Wednesday, January 21, 2009


Two-time Oscar winning director Clint Eastwood of "Million Dollar Baby" directs and stars in his new movie "Gran Torino," (**** out of ****) another top-drawer drama that appears to have been tailor-made for his talents and personality. Three-fourths of "Gran Torino" is as entertaining and amusing as any "All in the Family" episode except that the bigoted hero here indulges in profanity and racism galore. Mind you, this is an R-rated movie. The last quarter hour turns pretty grim and tragic, like John Wayne’s final western "The Shootist" (1976) as the hero asserts his beliefs in the face of insurmountable odds. Die-hard Clint fans will gobble up the first three-fourths of "Gran Torino," while the last fourth will surprise but sadden them. People that thought the ending to "Unforgiven" seemed unrealistic will probably applaud the "Gran Torino" finale. Ironically, despite his animosity toward his Asian neighbors, our hero mellows over the course of the film's 116 minutes, and the Asians become more like family to him than his own blood relatives.

"Gran Torino" qualifies as a first-rate character study about 78-year old, retired Ford assembly plant worker Walt Kowalski (Clint Eastwood of “Heartbreak Ridge”), who served his country patriotically in the Korean War and whose wife has just died. Left alone to fend for himself, Walt whiles away his days sitting on his front porch and guzzles one beer after another with his docile yellow Labrador named Daisy curled up contentedly at his feet. Walt mows his lawn with an old push mower and watches with disgust as the large population of mountain people—the Hmong--from Southeast Asia gradually take over his Detroit suburb. Indeed, Walt doesn't care for their kind, and they have no love lost for him. Walt's next door neighbors, an elderly grandmother (newcomer Chee Thao), her daughter with her own daughter Sue (Ahney Her) and her introverted son Thao (Bee Vang)living with her try to steer clear of Walt.

The teenaged Thao, who lives next door, doesn't have a job. One day a carload of Hispanic gangbangers give him grief as he is walking along a sidewalk minding his own business. Thao's own kind, another carload of just as unsavory young gangbangers, cruise to his rescue, and warn the Hispanics to watch out. These Asian gangbangers want to take Thao in as their latest gang member, and Thao decides to join them. If he can steal the vintage Ford Gran Torino that Walt has parked in his garage, the gangbangers will induct him as one of their own.
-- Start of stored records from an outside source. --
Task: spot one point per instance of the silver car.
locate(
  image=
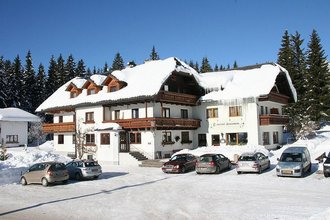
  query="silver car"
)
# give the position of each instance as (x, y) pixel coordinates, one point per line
(45, 173)
(84, 169)
(294, 161)
(252, 162)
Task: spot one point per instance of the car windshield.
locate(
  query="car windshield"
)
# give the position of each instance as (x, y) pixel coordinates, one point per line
(57, 166)
(247, 158)
(206, 159)
(91, 164)
(178, 158)
(291, 157)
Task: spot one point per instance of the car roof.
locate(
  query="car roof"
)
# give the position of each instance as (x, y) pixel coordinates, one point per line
(295, 150)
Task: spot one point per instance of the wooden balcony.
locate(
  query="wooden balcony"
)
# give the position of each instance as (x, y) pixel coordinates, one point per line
(177, 98)
(158, 123)
(276, 97)
(273, 119)
(58, 127)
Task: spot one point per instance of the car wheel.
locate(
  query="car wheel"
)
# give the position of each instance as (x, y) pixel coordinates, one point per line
(310, 168)
(183, 169)
(23, 181)
(78, 176)
(44, 182)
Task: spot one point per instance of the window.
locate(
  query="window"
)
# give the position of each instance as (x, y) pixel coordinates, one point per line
(135, 113)
(11, 138)
(235, 111)
(90, 139)
(135, 138)
(265, 138)
(202, 140)
(60, 139)
(212, 113)
(275, 137)
(113, 88)
(89, 117)
(73, 139)
(167, 137)
(216, 140)
(91, 91)
(184, 113)
(166, 113)
(117, 114)
(105, 138)
(185, 137)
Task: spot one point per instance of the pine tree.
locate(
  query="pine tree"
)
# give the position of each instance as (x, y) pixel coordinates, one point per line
(118, 63)
(154, 54)
(206, 67)
(52, 79)
(317, 93)
(70, 68)
(40, 85)
(80, 70)
(3, 81)
(28, 88)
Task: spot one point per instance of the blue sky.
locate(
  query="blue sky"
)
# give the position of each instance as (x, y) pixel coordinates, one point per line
(249, 32)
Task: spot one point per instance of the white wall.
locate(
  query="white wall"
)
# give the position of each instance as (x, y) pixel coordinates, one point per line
(14, 128)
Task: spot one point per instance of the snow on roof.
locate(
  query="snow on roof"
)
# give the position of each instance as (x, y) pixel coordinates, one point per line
(243, 83)
(15, 114)
(98, 79)
(142, 81)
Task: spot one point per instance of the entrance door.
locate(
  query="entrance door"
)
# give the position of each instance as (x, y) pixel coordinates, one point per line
(123, 142)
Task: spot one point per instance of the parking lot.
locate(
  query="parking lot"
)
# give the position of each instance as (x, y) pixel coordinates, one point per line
(148, 193)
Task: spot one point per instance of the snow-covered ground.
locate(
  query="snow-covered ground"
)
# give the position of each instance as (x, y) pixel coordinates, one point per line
(147, 193)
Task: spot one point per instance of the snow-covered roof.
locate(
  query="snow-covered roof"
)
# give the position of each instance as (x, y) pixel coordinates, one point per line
(15, 114)
(142, 81)
(243, 83)
(145, 81)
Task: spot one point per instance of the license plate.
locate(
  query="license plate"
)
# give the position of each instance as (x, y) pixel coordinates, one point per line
(287, 171)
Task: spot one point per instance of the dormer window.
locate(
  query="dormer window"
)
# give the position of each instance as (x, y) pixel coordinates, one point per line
(91, 91)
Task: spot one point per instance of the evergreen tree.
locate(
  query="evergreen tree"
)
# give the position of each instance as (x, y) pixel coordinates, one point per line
(60, 72)
(70, 68)
(80, 70)
(28, 88)
(3, 82)
(40, 85)
(285, 54)
(118, 63)
(206, 67)
(52, 79)
(216, 68)
(317, 93)
(154, 54)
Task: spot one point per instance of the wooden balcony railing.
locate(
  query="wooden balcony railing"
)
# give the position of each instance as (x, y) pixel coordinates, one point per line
(178, 98)
(273, 119)
(158, 123)
(275, 97)
(58, 127)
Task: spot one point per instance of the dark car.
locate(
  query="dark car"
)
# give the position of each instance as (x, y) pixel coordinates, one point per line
(212, 163)
(84, 169)
(45, 173)
(326, 167)
(180, 163)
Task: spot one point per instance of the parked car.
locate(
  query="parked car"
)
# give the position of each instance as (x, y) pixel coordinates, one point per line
(180, 163)
(212, 163)
(294, 161)
(45, 173)
(326, 166)
(252, 162)
(84, 169)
Predictably, Thao bungles the theft and his fellow gangbangers show up to take it out of his hide. While they are using him as a human punching bag, they make the mistake of trespassing on Walt's pathetic little lawn. Walt marches out to meet them with 9.5 pound American M1 Garand, .30-06 gas operated rifle anchored against his shoulder and its sights trained on them. "Get off my lawn," he growls with menace, and everybody retreats, especially the gangbangers. They resent Walt's intrusion and give him dirty looks. "We used to stack you up five deep like sandbags in Korea," he adds with his finger on the trigger. Reluctantly, these hard cases back off. Later, the entire Asian community visits Walt's house after the incident and stack tributes of flowers and food on his front steps as if they were visiting a shrine. Naturally, Walt doesn't understand any of this nonsense.

Sue visits Walt on his porch one day as he runs out of beer and invites him over for a drink. Walt meets the family and the tension between these neighbors gradually abates, enough so that Thao's mother and Sue force Thao to work off his attempted theft of Walt's car by performing odd jobs for him. Walt takes a shine to Thao, and they bond. Eventually, Walt becomes Thao mentor. He shows him how to become responsible, win the girl of his dreams, and obtain a job as a construction worker. Inevitably, the Asian gangbangers come back to haunt both Thao and Walt, but wily old Walt proves that old guys can be tough guys right up to the end.

Despite his age and wrinkles, Clint can still snarl with the best of them, and he looks every bit as lethal here as he did when he played Inspector Callahan in "Dirty Harry" back in 1971. The big difference is Walt wields an M-1 rifle rather than a Model 29 Smith & Wesson. As much as it is a character study, "Gran Torino" also shows how people from different races can see eye-to-eye with each other more than they can with their own kind. Walt admits that he never understood his two sons, and he has little respect for a young Catholic priest Father Janovich (Christopher Carley of “Garden State”) who he thinks is still wet behind the ears. The eponymous car is one that Walt helped build and he maintains in mint condition in his garage.

Altogether, "Gran Torino" ranks as a terrific Clint Eastwood epic until three-fourths of the way through when everything changes as Walt takes on the neighborhood gangbangers. Some of the best scenes involve Walt rescuing Sue from a trio of black thugs that scared off her white boyfriend and Walt teaching Thao how to talk like a man in a barbershop scene with Martin (John Carroll Lynch of “Zodiac”), a cantankerous Italian barber. "Gran Torino" unfolds at a leisurely pace, sketches in its plot and characters with affection, but never wears out its welcome.